"In the spirit of Sundance," as Google's Director of Digital Content for Android, Jamie Rosenberg, put it, Google and T-Mobile have paired up to launch "Magnified Artists" -- a new promotion behind the launch of Google Music's Artist Hub, which allows indie artists to connect and sell music more directly to fans.
The concept is perhaps the biggest leap yet in this still hot and malleable direct-to-fan era of music vending -- and the process is quite simple once you remove the middleman. Bypassing iTunes, Amazon, Beatport and the like, bands can log in directly to the Google Music artist hub, (pay a one-time fee of $25 to use the platform), upload their music, set their own prices and watch as fans purchase and download their music without any excess steps or complications. It's a simple service, congruent with the way the music industry is headed, and a definite no-brainer for an innovative, ahead-of-the-curve company like Google.
"It's a self-service process for artists and fans which is why it ties so well with the Google mission overall," said Rosenberg. "It's all about helping users find stuff on their own."
Similar sites have blossomed over the past year, latching on to this relatively new and direct wave of music vending. Bandcamp is one of those such sites that has seen success and has quickly become a household name in the indie world. The site is a well-known player in the booming indie sector of the music market and the current forerunner in the direct-to-fans route of the music business. VibeDeck, although much less of a popular name, has also caught on to this trend. The e-commerce platform allows artists to sell their music directly to fans as well, through Facebook, SoundCloud, official artist websites, and most recently, YouTube.

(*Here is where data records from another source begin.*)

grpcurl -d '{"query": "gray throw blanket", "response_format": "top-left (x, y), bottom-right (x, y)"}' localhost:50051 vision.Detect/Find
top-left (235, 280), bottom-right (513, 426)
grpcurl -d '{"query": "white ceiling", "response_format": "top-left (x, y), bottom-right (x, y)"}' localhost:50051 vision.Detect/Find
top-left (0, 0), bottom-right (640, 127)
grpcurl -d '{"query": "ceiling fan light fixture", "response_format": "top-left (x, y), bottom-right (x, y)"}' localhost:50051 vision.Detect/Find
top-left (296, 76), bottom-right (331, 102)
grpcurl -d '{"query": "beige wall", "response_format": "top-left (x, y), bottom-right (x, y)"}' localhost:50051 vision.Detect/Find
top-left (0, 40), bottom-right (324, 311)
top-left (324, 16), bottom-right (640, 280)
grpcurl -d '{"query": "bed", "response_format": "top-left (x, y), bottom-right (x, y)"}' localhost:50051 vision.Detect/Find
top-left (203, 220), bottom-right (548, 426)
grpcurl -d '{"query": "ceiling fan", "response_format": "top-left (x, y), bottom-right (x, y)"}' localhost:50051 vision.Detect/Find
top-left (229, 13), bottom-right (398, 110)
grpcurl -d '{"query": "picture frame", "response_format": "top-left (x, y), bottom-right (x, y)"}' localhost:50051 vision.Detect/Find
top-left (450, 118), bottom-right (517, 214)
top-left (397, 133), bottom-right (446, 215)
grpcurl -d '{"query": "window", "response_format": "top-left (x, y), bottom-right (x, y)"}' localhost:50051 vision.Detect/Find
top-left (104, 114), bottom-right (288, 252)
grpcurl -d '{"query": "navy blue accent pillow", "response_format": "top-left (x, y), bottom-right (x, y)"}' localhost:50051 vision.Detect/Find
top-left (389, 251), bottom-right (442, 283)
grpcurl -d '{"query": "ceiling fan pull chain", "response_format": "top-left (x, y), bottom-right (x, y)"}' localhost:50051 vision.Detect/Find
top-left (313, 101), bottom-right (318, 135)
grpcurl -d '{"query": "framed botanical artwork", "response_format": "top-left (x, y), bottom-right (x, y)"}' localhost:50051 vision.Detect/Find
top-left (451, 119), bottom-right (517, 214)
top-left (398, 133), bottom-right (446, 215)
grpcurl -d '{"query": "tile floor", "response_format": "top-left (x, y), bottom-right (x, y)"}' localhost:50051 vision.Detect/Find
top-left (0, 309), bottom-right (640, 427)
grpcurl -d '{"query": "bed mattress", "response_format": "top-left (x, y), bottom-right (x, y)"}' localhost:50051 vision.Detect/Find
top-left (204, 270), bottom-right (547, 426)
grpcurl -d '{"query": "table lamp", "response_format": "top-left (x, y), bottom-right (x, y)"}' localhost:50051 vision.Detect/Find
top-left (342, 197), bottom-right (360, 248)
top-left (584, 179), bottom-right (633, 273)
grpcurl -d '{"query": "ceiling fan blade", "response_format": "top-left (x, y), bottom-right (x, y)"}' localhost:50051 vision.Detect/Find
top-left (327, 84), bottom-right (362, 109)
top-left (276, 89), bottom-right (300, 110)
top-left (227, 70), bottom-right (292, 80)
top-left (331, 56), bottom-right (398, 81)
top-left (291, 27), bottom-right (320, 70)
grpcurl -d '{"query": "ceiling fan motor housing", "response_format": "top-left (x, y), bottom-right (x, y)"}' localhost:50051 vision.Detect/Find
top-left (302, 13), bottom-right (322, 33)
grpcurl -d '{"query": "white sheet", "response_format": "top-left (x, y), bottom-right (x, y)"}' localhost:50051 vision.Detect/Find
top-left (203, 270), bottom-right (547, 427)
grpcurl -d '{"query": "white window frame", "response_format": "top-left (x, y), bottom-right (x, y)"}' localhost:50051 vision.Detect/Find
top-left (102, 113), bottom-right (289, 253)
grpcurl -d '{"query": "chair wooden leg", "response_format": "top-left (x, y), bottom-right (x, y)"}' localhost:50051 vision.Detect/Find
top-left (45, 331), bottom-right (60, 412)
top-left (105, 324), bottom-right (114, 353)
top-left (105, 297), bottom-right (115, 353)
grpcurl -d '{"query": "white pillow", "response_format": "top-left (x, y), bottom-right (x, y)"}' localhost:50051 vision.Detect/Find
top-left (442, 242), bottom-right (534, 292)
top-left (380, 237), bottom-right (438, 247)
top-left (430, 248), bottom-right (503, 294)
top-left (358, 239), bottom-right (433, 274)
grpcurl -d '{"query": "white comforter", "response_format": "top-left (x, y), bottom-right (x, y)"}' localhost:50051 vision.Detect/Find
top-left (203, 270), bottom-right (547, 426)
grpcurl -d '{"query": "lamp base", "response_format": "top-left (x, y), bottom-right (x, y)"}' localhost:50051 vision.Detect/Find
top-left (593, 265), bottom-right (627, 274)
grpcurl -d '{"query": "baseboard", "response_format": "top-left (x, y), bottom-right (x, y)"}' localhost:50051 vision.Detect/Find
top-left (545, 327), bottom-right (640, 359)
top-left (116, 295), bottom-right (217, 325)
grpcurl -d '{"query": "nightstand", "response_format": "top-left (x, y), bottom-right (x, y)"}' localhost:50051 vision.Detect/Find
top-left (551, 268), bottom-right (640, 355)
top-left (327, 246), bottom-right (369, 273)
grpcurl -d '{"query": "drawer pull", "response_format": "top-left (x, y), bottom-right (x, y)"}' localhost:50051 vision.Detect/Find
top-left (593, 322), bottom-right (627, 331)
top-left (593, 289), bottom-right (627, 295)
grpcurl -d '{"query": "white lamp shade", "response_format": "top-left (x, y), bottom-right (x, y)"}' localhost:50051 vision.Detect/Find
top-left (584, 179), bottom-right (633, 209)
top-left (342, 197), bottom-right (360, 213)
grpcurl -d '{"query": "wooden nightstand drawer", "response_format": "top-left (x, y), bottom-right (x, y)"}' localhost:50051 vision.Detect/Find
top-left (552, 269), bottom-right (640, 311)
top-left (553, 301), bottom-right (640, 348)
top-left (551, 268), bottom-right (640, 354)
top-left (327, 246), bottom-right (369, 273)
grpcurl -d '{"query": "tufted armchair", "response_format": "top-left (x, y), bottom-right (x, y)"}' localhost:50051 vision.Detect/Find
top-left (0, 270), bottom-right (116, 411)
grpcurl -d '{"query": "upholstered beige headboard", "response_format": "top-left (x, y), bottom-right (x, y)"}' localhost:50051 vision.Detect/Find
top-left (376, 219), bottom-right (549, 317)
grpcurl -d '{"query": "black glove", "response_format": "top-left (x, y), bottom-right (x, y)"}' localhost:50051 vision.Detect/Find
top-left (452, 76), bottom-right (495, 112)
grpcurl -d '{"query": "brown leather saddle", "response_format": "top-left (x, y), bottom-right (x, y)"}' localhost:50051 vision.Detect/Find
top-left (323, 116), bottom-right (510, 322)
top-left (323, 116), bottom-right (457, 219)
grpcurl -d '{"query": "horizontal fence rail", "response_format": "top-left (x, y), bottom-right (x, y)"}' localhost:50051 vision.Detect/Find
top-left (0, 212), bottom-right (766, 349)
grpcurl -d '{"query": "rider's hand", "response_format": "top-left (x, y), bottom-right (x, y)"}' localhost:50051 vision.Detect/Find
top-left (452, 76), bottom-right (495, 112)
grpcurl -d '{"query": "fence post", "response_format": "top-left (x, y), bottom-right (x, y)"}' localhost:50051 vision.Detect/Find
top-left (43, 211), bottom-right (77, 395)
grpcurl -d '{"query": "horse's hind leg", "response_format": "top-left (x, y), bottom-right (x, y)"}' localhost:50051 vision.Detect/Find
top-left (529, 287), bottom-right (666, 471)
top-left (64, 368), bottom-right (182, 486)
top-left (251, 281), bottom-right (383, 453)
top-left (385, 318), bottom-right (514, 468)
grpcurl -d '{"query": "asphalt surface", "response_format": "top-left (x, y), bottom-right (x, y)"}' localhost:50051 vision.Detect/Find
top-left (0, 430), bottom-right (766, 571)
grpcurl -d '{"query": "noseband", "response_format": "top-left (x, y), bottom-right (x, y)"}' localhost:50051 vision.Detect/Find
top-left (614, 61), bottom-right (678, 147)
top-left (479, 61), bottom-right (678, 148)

But although they may put in the effort, what these sights can't expertly deliver is the music discovery portion of the equation -- the finely sharpened algorithms, piles of meta-data, tuned-in editorial team and search abilities that only Google can bring to the table. With all of these wires plugged into the overall Google Music Artist Hub machine, fans will more accurately and more acutely succeed in finding the music they want to hear. For this reason, Google will predictably shine in the direct-to-fans division of the game.
And what could be a better setting for the launch of this new service than Sundance - a festival notorious for celebrating the indie side of film, and in more recent years a celebration of, and launching pad for, independent musicians. For four nights of the festival (January 20th - January 23rd) Google Music and T-Mobile hosted a live concert series at TAO's Park City pop-up location to celebrate the launch. The live performances featured a wide range of talented indie musicians, including Bad Rabbits, Fort Lean, Vintage Trouble, The Whigs, G-Side, Chancellor Warhol, The Civil Wars and Feather and Belle.
"Sundance celebrates the independent artists in any genre," said Rosenberg, explaining why Sundance was chosen as the setting for this launch. "What we're doing works well with the spirit of Sundance and allows these artists to align themselves with the whole spirit of the event."
To connect the live event even more directly to the online service, T-Mobile Android users can log in to the Google Music store and download free tunes by the event's performers through the Sundance Magnified playlist. My recommendations? Bad Rabbits, The Whigs and The Civil Wars.